Why Levenstein distance is calculated without the last insertion

Question

I have been learning a Levenshtein distance today, and have stummbled upon what it seems to be a strange way of calculation in a well-known Wagner-Fisher algorithm. Please help me find where I've got it wrong.

First string is Max.

Second is Annas.

A matrix of transformation would be the following:

An algorithm reports that the Levenshtein distance from Max to Annas is 4.

So here is how I understand it should work: (given that the cost of any action is 1)

M vs A -> Replace m with a (1 action so far)

A vs N -> Replace a with n (2 actions so far)

X vs N -> Replace x with n (3 actions so far)

After this, we just need to be adding the letters that are left a and s, which take 2 more action from us, resulting in 5 total, not 4.

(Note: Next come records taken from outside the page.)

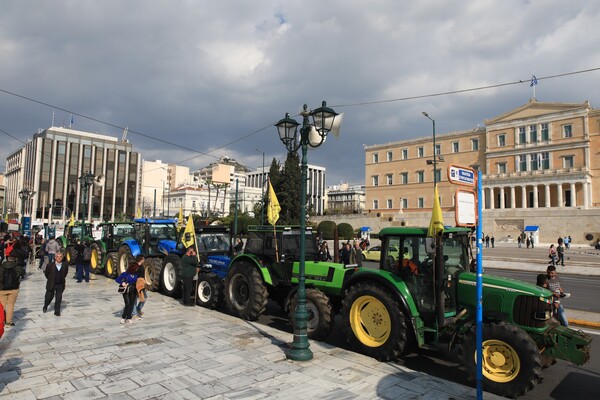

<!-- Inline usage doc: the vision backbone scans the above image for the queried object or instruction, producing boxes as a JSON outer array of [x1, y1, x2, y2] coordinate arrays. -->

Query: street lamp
[[254, 149, 265, 225], [79, 171, 96, 242], [275, 101, 338, 361], [19, 188, 35, 234]]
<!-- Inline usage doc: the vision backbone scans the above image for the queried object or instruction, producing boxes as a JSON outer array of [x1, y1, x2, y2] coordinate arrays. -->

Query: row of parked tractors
[[56, 219, 592, 397]]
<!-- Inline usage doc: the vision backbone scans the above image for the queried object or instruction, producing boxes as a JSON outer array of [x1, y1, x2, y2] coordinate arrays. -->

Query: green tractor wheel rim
[[350, 296, 392, 347], [475, 340, 521, 383]]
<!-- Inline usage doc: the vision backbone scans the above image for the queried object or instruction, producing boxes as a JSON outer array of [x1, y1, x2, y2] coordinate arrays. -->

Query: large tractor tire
[[144, 258, 162, 292], [225, 262, 268, 321], [289, 289, 333, 340], [160, 254, 181, 298], [90, 243, 102, 274], [341, 283, 408, 361], [104, 251, 119, 278], [117, 246, 135, 274], [458, 322, 542, 398], [196, 272, 223, 310]]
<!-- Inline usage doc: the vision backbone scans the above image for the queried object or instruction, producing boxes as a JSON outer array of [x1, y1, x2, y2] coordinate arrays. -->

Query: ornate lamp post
[[79, 171, 96, 242], [275, 101, 338, 361], [19, 188, 35, 233]]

I see that it is going along a simpler path probably, but what is it? Please explain it's algorithms logic of operation.

Thanks.

Answer 1

You reconstructed the wrong path. It actually replaces 'm' with 'a', inserts 'n', inserts 'n', matches 'a' with 'a', and inserts 's'^H^H^H^H replaces 'x' with 's'. Cost 4.

edit: I'm a little too glib to put it like that. There are several cost-4 paths, but they all involve going from ("m","ann") to ("ma","anna").

edit again: I think the key insight is that not all actions cost the same; matches are free. That's why the cost grid looks like it does: ("ma","anna") costs 3 because you can get there from ("m", "ann"), which costs 3, by spending 0. ("max","annas") costs 4 since you can get there from ("ma","anna"), which costs 3, by spending 1.